You may fancy that there's a smack of Mike Leigh about this piece, which arrives at the Royal Court in Paulette Randall's remorselessly unhurried and powerfully acted production. It's 1974, and heavily pregnant, 15-year-old Lauren (Rachel Brogan) returns home, after months of estrangement, for Christmas dinner. It's not just the culinary cock-up (a turkey roasted with a bag of giblets still inside) that gives the occasion a noxiously unpleasant smell.

The girl's parents - Bogey (David Webber), a lazy, self-pitying West Indian, and Margaret (superb Mary Jo Randle), a squiffy, foul-mouthed Irish woman - are stuck in a stifling dependency trap. His suitcase case is packed and he's threatening to return to Jamaica, where he has five bastards. Margaret has a no less chequered past: she left behind a string of children to move in with Bogey. Their union, though, has been a disaster on the race relations front. It's the fact that Lauren was knocked up by a black youth that has left Margaret near-crazed with recrimination. The play's title derives from the proverb "what's in the cat is surely in the kitten". Is history, with inexorable genetic determinism, in the process of repeating itself?

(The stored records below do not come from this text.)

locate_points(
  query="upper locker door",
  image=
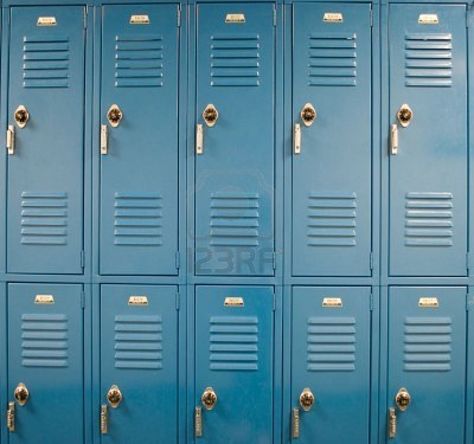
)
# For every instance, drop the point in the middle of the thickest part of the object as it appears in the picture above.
(234, 365)
(46, 132)
(332, 145)
(428, 172)
(139, 140)
(45, 363)
(234, 183)
(139, 358)
(426, 365)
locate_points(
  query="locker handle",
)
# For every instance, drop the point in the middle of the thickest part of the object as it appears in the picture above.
(11, 140)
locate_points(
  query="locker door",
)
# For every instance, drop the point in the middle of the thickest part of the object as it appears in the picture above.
(45, 165)
(234, 181)
(139, 355)
(234, 359)
(331, 362)
(139, 167)
(45, 353)
(426, 357)
(428, 175)
(331, 185)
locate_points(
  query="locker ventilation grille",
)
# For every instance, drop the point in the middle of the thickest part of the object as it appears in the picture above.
(332, 59)
(235, 60)
(428, 219)
(44, 218)
(428, 60)
(234, 219)
(137, 220)
(427, 344)
(233, 343)
(46, 63)
(331, 344)
(138, 61)
(332, 219)
(44, 340)
(138, 342)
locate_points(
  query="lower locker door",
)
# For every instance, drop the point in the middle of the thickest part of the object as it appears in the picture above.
(426, 359)
(139, 355)
(234, 365)
(330, 386)
(45, 351)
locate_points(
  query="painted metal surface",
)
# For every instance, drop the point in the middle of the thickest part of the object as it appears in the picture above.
(332, 180)
(139, 173)
(45, 353)
(234, 175)
(139, 339)
(234, 356)
(45, 172)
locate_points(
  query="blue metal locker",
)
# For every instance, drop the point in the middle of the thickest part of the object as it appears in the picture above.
(234, 365)
(235, 159)
(139, 364)
(428, 162)
(45, 140)
(45, 363)
(139, 139)
(426, 364)
(332, 140)
(330, 365)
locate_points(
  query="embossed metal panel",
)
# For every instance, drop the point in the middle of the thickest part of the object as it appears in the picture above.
(139, 354)
(331, 177)
(45, 352)
(426, 355)
(428, 176)
(139, 174)
(45, 173)
(234, 183)
(234, 356)
(331, 356)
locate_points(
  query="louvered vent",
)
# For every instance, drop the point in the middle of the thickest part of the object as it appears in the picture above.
(429, 219)
(46, 62)
(234, 219)
(233, 343)
(44, 218)
(235, 60)
(332, 220)
(428, 60)
(139, 61)
(138, 342)
(332, 59)
(427, 344)
(331, 344)
(138, 219)
(44, 340)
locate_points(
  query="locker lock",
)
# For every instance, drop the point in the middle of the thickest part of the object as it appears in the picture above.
(21, 116)
(210, 115)
(114, 396)
(209, 398)
(21, 394)
(114, 116)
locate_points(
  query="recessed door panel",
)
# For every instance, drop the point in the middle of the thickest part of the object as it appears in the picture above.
(332, 142)
(426, 359)
(330, 361)
(139, 356)
(234, 364)
(139, 141)
(46, 147)
(428, 110)
(234, 184)
(45, 355)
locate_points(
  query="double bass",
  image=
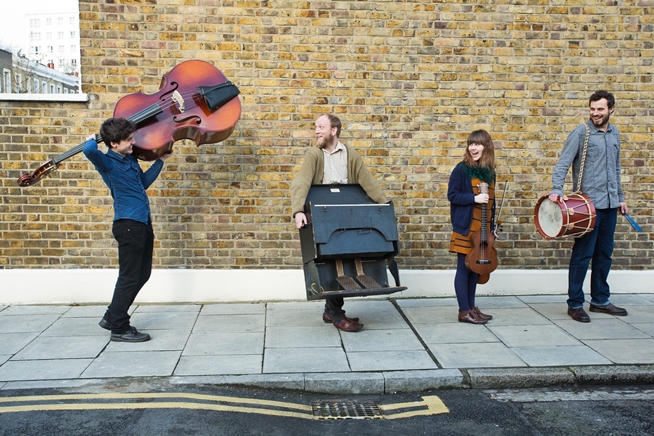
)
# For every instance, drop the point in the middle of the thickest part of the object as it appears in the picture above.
(195, 101)
(482, 259)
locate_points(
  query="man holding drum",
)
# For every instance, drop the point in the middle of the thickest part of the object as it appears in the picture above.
(601, 182)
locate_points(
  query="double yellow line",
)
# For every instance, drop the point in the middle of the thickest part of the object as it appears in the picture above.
(430, 405)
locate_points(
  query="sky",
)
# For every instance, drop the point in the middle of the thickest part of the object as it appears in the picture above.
(14, 25)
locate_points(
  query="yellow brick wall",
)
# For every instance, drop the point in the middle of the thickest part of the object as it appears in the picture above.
(409, 79)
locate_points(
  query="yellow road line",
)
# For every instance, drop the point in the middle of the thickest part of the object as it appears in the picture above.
(430, 405)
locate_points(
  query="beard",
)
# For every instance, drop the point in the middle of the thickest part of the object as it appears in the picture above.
(603, 121)
(324, 141)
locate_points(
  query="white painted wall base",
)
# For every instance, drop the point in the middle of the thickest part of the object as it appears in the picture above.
(89, 286)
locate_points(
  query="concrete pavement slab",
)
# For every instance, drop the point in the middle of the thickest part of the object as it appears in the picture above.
(35, 310)
(647, 328)
(381, 340)
(12, 343)
(560, 355)
(162, 340)
(75, 327)
(431, 314)
(234, 309)
(135, 363)
(299, 318)
(637, 314)
(475, 355)
(426, 302)
(532, 335)
(508, 302)
(625, 351)
(168, 308)
(62, 347)
(607, 328)
(284, 360)
(234, 364)
(164, 320)
(43, 369)
(302, 337)
(451, 333)
(216, 344)
(86, 312)
(26, 323)
(229, 323)
(551, 311)
(390, 360)
(517, 316)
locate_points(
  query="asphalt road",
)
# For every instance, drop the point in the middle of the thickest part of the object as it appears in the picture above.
(143, 409)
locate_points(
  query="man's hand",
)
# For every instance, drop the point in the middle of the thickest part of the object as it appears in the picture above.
(623, 208)
(556, 198)
(300, 220)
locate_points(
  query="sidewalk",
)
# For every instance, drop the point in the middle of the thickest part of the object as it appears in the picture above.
(406, 345)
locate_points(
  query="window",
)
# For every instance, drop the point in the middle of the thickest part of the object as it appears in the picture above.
(19, 82)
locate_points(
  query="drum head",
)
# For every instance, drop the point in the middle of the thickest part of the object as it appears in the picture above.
(550, 217)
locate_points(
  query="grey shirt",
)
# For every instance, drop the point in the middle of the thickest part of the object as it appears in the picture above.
(601, 179)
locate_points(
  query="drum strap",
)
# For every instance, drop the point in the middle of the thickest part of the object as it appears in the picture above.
(583, 159)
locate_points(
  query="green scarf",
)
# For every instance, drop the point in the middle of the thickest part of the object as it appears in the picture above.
(485, 174)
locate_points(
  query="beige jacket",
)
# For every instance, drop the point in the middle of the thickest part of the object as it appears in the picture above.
(312, 171)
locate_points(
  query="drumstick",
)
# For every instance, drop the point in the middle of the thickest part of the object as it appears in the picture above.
(630, 220)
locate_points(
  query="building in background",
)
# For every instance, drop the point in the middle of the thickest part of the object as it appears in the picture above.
(21, 75)
(54, 40)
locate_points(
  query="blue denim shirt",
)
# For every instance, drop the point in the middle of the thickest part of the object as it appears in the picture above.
(601, 180)
(126, 181)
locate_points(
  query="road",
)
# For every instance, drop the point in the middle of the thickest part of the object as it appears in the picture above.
(146, 409)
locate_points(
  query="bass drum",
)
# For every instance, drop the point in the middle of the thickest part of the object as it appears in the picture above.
(573, 217)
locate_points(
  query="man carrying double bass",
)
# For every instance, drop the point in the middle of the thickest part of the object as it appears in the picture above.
(601, 182)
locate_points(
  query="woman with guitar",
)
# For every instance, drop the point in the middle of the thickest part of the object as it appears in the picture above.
(471, 192)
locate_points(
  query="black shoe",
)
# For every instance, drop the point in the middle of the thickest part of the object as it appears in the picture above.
(610, 309)
(105, 324)
(579, 314)
(132, 335)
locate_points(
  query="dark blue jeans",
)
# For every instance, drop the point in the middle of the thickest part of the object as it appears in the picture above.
(598, 247)
(135, 246)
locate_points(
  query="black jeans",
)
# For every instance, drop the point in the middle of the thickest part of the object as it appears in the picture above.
(334, 309)
(135, 246)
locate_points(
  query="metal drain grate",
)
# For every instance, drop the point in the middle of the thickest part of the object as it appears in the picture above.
(345, 410)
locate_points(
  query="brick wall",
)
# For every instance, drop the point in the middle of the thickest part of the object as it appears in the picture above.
(409, 79)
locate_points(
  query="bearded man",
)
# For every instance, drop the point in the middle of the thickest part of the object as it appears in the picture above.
(600, 182)
(332, 162)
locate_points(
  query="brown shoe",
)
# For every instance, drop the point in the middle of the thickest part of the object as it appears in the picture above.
(348, 325)
(610, 309)
(327, 319)
(579, 314)
(471, 317)
(481, 315)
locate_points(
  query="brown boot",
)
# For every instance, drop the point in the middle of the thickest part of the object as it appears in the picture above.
(481, 315)
(471, 317)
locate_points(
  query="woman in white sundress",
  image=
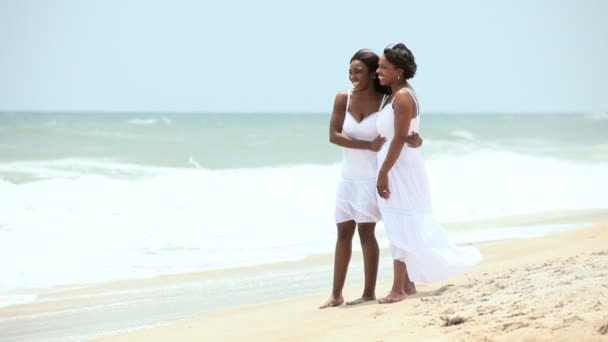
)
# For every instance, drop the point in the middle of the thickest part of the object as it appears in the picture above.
(353, 126)
(420, 249)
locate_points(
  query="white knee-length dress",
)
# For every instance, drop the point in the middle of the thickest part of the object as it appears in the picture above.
(356, 191)
(415, 236)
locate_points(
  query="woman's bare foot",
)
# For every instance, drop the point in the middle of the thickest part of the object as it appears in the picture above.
(331, 302)
(363, 299)
(393, 297)
(410, 289)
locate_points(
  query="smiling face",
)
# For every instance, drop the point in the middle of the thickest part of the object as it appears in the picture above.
(388, 73)
(360, 75)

The dialogue - which ranges from the mother's blowtorch blasts ("Sit down, half-breed. They're neither donkey nor horse") to the home-spun poetry of the father's manipulative interventions ("We're all sorry - but sorry don't sorry for we") - sounds both completely convincing and pleasurably heightened.

The production, which captures the family's feral listlessness, is irradiated by Randle's no-holds-barred performance. She presents Margaret as a raging mass of contradictions and drunken disappointment - a woman who finds it easier to express concern for her daughter through apparent contempt and who, while rancid with regret, can roar lewd defiance at her reproving neighbours.

Ironically, given the title, you reckon that it's her behaviour rather than her genes that will shape Lauren's future, pushing the girl back into education at a school with a crèche.